It also would abolish the limit on how much oil companies can deduct from their tax bill for operating costs at the Prudhoe and Kuparuk fields. Those are the two biggest and oldest North Slope oil fields.

Huggins said putting a cap on deductions was never studied in Senate committees before it became part of the bill. And making the tax increase retroactive to June 30 wasn't fair, the Wasilla Republican said.

"If I was an IRS man and said I was going to make a retroactive tax provision for you and your neighbors and everybody else in the United States, you would not be too happy," Huggins said. "For us to just summarily do that in Juneau to one of our business partners is a questionable process." His bill would make the tax effective on Jan. 1, 2008.

Anchorage Democratic Rep. Les Gara said reversing the retroactive part of the tax would cost the state about $600 million.

"I don't think giving state money back to oil companies who are making record profits is the way to go," Gara said.

Anchorage Democratic Sen. Hollis French pledged to fight Huggins' SB 242. French said he expects it's going to be contentious.

"My first thought was, here we go again," said French. "I'd hoped we had finished that debate and put it behind us."

The limit on how much the oil companies can deduct from their tax bill was a huge issue for Democrats in the November special session on oil taxes.

They managed to amend the tax to cap the growth in operation-expense deduction at Prudhoe and Kuparuk to no more than 3 percent a year.

Many Democrats said they would never have voted for the oil tax without the cap on how much companies can deduct. One problem with the previous tax was that it wasn't bringing in nearly as much money as the state thought it would because of rising deductions, they said.

Democrats called the cap a compromise that let them accept an oil tax on profits.

Many really wanted a tax on the gross value of the oil -- which they argued would be less vulnerable to manipulation by sharp oil company accountants claiming deductions from their state tax bills.

The cap on deductions is to go away after three years unless renewed. That's a sign lawmakers aren't comfortable with it, Huggins said, and are worried about what it is going to do to oil production in the state.

FAST TRACK

Senate President Lyda Green sent the bill to only one committee. That's an indication she doesn't want it held up. The bill is going only to the Senate Finance Committee, where Sitka Republican Sen. Bert Stedman said that he'll hold hearings on it.

The Senate passed the oil tax hike in the November special session over the objection of majority Republicans including Green, Huggins and Stedman.

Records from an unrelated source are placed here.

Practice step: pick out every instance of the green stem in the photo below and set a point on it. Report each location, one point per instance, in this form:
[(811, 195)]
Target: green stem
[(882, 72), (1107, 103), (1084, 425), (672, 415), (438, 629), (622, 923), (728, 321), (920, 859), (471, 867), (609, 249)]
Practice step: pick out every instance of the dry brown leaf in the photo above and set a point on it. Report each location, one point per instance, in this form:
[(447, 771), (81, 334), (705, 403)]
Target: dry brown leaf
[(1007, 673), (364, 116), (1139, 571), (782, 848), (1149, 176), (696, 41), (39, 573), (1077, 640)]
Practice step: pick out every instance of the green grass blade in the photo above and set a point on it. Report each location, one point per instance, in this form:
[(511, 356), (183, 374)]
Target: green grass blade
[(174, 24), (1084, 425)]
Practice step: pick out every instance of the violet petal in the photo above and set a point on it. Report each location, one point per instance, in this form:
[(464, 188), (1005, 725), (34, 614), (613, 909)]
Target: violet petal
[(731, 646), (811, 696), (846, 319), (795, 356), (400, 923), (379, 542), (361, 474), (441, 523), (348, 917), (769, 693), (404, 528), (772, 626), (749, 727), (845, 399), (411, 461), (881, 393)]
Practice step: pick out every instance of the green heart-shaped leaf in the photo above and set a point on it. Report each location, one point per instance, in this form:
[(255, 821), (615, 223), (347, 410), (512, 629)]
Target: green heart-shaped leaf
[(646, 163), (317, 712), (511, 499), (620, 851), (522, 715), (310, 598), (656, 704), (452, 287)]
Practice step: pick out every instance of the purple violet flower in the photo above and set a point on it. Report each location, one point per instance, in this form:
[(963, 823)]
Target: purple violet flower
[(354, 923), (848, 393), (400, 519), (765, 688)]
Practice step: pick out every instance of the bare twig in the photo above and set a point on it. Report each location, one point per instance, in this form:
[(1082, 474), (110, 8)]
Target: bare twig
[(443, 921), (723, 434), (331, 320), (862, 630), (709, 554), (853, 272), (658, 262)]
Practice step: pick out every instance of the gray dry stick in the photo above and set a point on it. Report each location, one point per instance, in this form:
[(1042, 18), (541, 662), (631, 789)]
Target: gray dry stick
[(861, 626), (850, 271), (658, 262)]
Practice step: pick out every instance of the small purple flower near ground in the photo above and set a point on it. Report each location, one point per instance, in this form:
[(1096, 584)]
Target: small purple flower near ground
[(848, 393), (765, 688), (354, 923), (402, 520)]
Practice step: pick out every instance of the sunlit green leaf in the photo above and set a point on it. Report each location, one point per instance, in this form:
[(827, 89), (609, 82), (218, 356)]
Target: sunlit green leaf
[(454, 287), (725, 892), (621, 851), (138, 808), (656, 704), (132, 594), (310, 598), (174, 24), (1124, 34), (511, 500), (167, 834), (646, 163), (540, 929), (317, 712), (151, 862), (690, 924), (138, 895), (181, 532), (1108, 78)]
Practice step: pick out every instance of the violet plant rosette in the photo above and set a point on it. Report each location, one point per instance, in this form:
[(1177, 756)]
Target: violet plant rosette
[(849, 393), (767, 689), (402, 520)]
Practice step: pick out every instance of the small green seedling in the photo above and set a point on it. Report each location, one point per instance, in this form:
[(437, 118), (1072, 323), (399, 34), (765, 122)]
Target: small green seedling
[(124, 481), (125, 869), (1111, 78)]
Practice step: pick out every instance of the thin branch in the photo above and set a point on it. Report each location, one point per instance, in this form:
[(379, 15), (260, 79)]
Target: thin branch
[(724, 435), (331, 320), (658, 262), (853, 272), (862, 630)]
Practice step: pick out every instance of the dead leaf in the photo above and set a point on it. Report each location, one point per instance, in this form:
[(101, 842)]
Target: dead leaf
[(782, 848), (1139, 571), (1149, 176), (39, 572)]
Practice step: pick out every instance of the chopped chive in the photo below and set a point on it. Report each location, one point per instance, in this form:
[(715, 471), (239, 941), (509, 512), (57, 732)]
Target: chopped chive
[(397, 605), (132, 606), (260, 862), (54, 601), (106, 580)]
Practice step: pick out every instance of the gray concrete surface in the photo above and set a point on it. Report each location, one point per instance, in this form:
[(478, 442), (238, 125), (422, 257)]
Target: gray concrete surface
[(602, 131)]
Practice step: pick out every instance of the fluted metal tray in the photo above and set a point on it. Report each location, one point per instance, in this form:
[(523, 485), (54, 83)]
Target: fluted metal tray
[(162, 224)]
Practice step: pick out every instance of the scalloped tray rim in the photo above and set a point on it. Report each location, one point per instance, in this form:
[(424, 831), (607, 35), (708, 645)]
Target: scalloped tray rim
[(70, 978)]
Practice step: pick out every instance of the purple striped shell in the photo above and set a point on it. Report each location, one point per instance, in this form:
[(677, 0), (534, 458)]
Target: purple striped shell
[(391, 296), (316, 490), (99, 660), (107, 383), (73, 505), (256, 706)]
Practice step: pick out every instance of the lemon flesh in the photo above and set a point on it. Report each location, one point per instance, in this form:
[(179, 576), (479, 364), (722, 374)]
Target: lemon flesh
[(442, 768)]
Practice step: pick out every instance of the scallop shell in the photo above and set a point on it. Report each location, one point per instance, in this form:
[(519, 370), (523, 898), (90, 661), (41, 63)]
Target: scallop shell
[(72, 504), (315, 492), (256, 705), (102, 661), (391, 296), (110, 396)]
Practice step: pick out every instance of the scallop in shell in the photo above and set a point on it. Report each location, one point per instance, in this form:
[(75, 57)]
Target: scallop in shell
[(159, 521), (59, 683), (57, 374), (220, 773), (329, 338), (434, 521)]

An alliance between Democrats in the bipartisan Senate majority and Republicans in the minority caucus got the tax through.

The all-Republican minority had tried to keep the tax from being retroactive. So they could have sympathy for Huggins's attempt to roll that back.

Senate Minority Leader Gene Therriault said he's surprised, though, that Republicans in the majority want to change the oil tax again so soon.

Part of the argument in November against raising oil taxes too often was that it creates an unstable business climate, Therriault said.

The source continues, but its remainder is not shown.